Top event: prowlarr indexer timeout on NZBgeek (non-critical)
Recommendation: check NZBgeek API key expiry

Imports: 4 episodes, 3 movies — all clean

One message per day with everything that actually happened. No alert fatigue.

Prometheus metrics

cortex-exporter.py exposes metrics on port 9192 for Grafana:

cortex_alerts_total
cortex_last_run_timestamp
cortex_containers_monitored
cortex_noise_filtered_total
cortex_digest_last_sent

The "last run age" gauge is particularly useful — if Cortex stops running, the gauge climbs and you get a Grafana alert.

Hardware requirements

CPU-only: 16GB RAM minimum — runs qwen2.5:7b adequately
GPU: 8GB VRAM — runs qwen2.5:14b comfortably (recommended)
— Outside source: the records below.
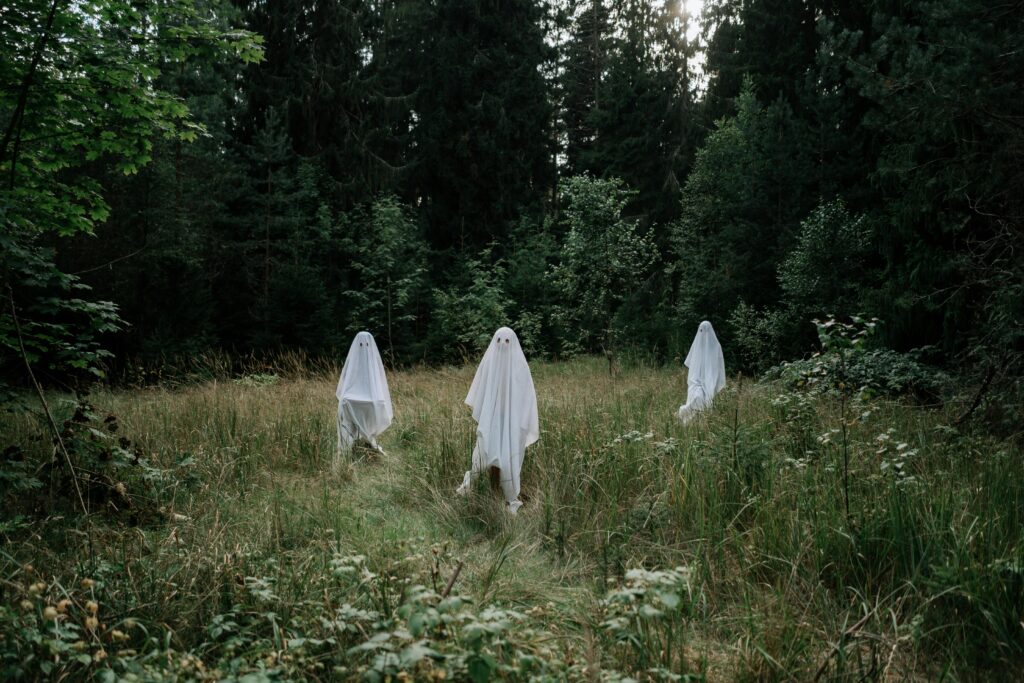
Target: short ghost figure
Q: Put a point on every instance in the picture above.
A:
(707, 372)
(505, 409)
(364, 400)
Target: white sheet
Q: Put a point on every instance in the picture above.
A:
(706, 376)
(504, 406)
(364, 400)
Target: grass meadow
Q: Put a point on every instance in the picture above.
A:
(721, 550)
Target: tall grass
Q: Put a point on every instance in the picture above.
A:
(925, 578)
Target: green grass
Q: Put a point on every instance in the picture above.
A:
(925, 579)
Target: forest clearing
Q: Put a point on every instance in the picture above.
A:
(265, 565)
(741, 282)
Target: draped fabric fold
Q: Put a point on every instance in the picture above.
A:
(706, 376)
(364, 400)
(504, 404)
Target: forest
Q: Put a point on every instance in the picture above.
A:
(203, 201)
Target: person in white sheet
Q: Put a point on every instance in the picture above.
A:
(364, 400)
(706, 376)
(505, 409)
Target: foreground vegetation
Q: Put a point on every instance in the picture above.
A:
(720, 550)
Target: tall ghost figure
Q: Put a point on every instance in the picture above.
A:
(707, 372)
(505, 409)
(364, 400)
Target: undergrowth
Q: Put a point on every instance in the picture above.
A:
(790, 534)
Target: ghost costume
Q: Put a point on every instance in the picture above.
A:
(707, 372)
(364, 400)
(505, 410)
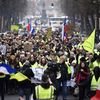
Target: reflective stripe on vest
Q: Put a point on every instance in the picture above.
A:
(44, 94)
(94, 83)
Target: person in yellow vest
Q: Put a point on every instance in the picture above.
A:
(97, 62)
(2, 78)
(95, 81)
(44, 91)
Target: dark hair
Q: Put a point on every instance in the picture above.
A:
(45, 83)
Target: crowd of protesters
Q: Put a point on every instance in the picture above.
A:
(66, 65)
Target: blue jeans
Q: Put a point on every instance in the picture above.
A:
(62, 85)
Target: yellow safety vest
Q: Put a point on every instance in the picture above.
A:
(94, 83)
(95, 64)
(44, 94)
(69, 68)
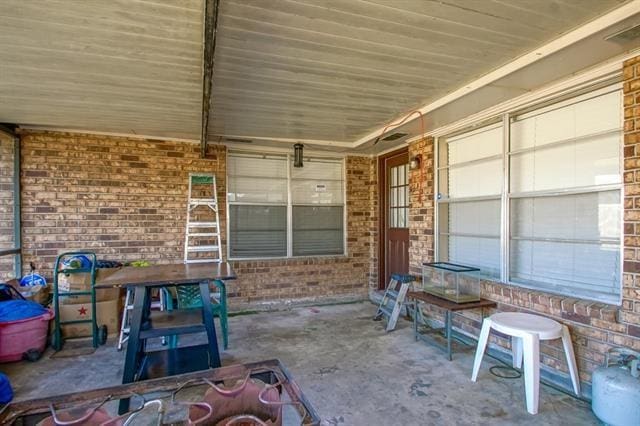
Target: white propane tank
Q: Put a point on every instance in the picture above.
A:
(615, 388)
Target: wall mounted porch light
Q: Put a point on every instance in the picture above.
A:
(297, 155)
(415, 162)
I run it on a machine with a modest GPU. The 30-minute cron cadence means inference load is negligible — one batch call every half hour, not a continuous service.

Getting started

git clone https://github.com/pdegidio/cortex-homelab.git
cd cortex-homelab
bash install.sh

The installer walks you through Ollama endpoint, ntfy config, container names, and cron setup. Done in ~15 minutes.

Full repo: github.com/pdegidio/cortex-homelab — MIT license.

What's your biggest source of homelab alert noise? I'm curious whether the noise filter patterns generalise beyond my stack or if everyone's list is completely different.